There are a number of "take-aways" arising from the Court of Appeal's decision:

  • Class members are not obliged to communicate with each other in an objective manner during the opt-out period.  They may express their views with each other about whether to opt out of the class action as long as the conduct does not amount to misinformation, threats, intimidation or coercion. The question of whether communications cross the line enunciated in A&P will depend upon the facts and circumstances of each case.
  • The viability of the class action does not necessarily depend on the number of opt-outs and the corresponding number of remaining class members.  This includes circumstances where more than half of eligible class members opt-out of the class action.
  • The Court of Appeal acknowledged that the motion judge's order was an exercise of his broad discretion jurisdiction under s. 12 of the Class Proceedings Act, 1992, and that "(a) discretionary decision to safeguard the fairness of a class proceeding is entitled to receive significant deference from (an appellant court)".[10] Deference is particularly relevant in class proceedings in Ontario where specialized case management judges live the case and have a unique perspective on issues like opt-outs. The Court of Appeal nevertheless saw fit to overturn the motion judge's decision.
  • The Court of Appeal made clear that when class members are engaging in tactics that may demand judicial scrutiny during the opt-out period, the representative plaintiff(s), through counsel, should promptly seek the intervention of the supervising judge.  The Court of Appeal was critical of the representative plaintiff's failure to promptly notify the motion judge of its concerns regarding the CPVF's campaign.[11]  

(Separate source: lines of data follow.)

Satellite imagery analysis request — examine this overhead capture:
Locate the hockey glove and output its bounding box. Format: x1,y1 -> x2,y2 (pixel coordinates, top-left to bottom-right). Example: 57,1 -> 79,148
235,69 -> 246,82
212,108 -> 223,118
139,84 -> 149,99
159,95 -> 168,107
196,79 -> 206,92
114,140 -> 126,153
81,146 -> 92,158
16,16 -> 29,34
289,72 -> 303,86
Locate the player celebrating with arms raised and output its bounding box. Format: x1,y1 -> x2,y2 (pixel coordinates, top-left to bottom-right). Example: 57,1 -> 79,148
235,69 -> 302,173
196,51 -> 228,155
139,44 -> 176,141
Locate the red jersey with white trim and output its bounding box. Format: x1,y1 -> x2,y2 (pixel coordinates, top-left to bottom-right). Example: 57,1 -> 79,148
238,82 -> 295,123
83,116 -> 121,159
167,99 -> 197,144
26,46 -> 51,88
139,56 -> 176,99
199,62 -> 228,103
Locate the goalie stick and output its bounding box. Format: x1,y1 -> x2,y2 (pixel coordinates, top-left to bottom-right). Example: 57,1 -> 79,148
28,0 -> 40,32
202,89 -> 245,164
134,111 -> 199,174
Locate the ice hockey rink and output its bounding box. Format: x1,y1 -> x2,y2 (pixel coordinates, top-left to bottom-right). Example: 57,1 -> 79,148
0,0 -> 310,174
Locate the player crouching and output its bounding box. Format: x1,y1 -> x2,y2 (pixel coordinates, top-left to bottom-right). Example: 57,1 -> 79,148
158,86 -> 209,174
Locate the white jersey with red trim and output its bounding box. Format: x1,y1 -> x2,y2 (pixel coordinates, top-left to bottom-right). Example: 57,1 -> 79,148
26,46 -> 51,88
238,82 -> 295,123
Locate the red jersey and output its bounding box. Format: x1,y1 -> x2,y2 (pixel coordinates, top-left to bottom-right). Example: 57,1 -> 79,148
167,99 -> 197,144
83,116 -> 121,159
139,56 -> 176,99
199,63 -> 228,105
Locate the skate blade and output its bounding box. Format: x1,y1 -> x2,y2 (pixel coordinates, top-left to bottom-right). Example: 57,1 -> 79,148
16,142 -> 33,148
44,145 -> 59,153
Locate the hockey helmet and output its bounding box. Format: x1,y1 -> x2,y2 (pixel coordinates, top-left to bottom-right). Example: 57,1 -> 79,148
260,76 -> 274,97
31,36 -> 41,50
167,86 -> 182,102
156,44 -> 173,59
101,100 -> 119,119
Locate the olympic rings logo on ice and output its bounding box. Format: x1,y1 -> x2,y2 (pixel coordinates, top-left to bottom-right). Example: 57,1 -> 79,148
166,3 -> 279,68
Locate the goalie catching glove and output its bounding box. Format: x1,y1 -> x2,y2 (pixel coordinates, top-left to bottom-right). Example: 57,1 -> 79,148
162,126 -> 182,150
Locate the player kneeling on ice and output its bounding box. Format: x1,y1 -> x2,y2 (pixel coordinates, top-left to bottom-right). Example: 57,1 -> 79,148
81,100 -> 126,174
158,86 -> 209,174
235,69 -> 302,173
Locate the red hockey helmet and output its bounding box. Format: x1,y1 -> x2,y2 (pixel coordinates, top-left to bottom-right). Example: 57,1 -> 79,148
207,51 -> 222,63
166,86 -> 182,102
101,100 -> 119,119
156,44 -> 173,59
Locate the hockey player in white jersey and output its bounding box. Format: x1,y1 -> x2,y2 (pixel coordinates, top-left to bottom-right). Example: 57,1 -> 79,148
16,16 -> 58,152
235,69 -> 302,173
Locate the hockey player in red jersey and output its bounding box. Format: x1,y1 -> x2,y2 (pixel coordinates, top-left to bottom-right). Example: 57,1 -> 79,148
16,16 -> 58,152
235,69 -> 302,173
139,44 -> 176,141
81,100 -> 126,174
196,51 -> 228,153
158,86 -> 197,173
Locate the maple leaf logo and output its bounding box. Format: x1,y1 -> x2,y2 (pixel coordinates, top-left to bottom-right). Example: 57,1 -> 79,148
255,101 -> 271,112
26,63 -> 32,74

  • The Court of Appeal did not discuss at length the role of defendants in these circumstances. It noted that "the defendant may not sit idly by in the face of such conduct [i.e., conduct that amounts to misinformation, threats, intimidation, or coercion] without running the risk that a court will invalidate opt-outs based on the application of the informed and voluntary test established in A&P."[12] The role of defendants in these circumstances will invariably involve a case by case analysis. Defendants should seek legal advice before taking any steps in that regard.